18 - 1/2 cup plain Greek yogurt
19 - 2 tablespoons fresh lemon juice
20 - 1 teaspoon lemon zest
21 - 1 tablespoon fresh dill or parsley, chopped
22 - Salt and black pepper to taste

→ Garnish

23 - Fresh dill or parsley, chopped
24 - Lemon wedges

# Directions:

01 - In a small mixing bowl, whisk together Greek yogurt, lemon juice, lemon zest, chopped dill or parsley, and a pinch of salt and pepper until well combined. Cover and refrigerate until ready to serve.
02 - Heat 1 tablespoon olive oil in a large skillet over medium heat. Add diced bell pepper, zucchini, and sliced red onion, cooking for 4 to 5 minutes until softened. Stir in halved cherry tomatoes, Kalamata olives, capers if using, dried oregano, salt, and pepper. Continue sautéing for an additional 2 to 3 minutes. Transfer to a warm plate and set aside.
03 - In the same skillet, heat 2 tablespoons olive oil over medium-high heat. Add cooked rice, pressing it into an even, compact layer. Cook undisturbed for 6 to 8 minutes until the bottom develops a golden, crispy crust. Season with salt and flip or stir portions to achieve additional crispy edges if desired.

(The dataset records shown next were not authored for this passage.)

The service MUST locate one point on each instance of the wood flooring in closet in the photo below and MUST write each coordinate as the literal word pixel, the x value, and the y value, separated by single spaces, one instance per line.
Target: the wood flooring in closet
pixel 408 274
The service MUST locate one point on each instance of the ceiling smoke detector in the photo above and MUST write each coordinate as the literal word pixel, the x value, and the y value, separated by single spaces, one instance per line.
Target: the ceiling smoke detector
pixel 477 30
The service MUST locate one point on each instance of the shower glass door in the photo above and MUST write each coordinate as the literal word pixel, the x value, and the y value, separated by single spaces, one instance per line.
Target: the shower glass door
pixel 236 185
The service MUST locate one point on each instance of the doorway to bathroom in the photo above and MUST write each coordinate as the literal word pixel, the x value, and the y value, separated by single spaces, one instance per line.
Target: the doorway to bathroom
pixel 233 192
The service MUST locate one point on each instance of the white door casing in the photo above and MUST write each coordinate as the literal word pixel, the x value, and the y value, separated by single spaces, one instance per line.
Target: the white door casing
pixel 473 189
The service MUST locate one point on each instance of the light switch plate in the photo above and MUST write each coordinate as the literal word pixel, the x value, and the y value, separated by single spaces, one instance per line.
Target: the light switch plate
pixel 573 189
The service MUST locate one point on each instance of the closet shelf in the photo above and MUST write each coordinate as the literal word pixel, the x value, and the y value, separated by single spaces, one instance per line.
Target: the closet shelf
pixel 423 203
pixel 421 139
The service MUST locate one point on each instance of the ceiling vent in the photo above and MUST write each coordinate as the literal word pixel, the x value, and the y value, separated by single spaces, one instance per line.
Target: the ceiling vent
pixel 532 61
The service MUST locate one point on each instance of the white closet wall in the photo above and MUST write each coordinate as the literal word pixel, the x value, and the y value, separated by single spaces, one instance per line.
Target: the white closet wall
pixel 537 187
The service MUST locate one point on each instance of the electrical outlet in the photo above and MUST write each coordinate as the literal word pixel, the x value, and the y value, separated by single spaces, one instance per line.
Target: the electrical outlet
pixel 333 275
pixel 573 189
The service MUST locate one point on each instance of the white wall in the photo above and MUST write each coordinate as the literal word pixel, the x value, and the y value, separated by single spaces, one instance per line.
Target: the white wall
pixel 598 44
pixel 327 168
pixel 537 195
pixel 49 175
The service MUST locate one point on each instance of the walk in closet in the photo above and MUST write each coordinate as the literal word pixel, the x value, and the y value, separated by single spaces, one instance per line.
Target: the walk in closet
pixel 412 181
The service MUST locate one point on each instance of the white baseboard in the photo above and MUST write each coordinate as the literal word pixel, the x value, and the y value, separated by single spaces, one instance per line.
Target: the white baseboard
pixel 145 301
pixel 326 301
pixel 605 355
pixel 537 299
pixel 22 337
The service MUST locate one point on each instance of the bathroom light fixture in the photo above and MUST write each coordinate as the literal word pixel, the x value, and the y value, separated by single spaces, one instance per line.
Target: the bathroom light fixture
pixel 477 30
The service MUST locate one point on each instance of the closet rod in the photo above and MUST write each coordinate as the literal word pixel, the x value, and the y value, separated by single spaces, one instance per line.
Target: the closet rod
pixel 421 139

Divide evenly among serving bowls.
04 - Pat salmon fillets dry with paper towels and season both sides with salt and pepper. Heat 1 tablespoon olive oil in a separate nonstick skillet over medium-high heat. Place salmon fillets skin-side up and cook for 3 to 4 minutes per side until golden brown and cooked through.
05 - Layer crispy rice in each serving bowl as the base. Top with sautéed Mediterranean vegetables. Position a pan-seared salmon fillet on each bowl. Drizzle generously with the lemon-yogurt sauce, garnish with fresh chopped herbs, and serve with lemon wedges on the side.

# Expert Tips:

01 -
  • The crispy rice base is genuinely addictive and transforms leftovers into something that feels fancy without extra effort.
  • It comes together in 45 minutes flat, which means weeknight dinner that doesn't feel rushed or compromised.
  • Mediterranean flavors mean bright, fresh tastes that feel nourishing rather than heavy, perfect for when you want to feel good afterward.
02 -
  • The salmon needs to be completely dry before it hits the pan; even a tiny bit of moisture will create steam and prevent that gorgeous golden exterior.
  • Leftover rice is genuinely essential here, not a substitution; freshly cooked warm rice will turn to mush instead of crisping.
  • Don't flip the rice constantly while it's crisping; the undisturbed time is what creates that satisfying crust you're after.
03 -
  • Pat salmon dry with paper towels before seasoning, then let it sit for exactly 2 minutes to allow the salt to penetrate; this creates better flavor and texture than rushing straight to the pan.
  • If you're making this for people who love richness, crumble feta cheese over the top just before serving; it adds a salty, tangy note that feels like an intentional finishing touch.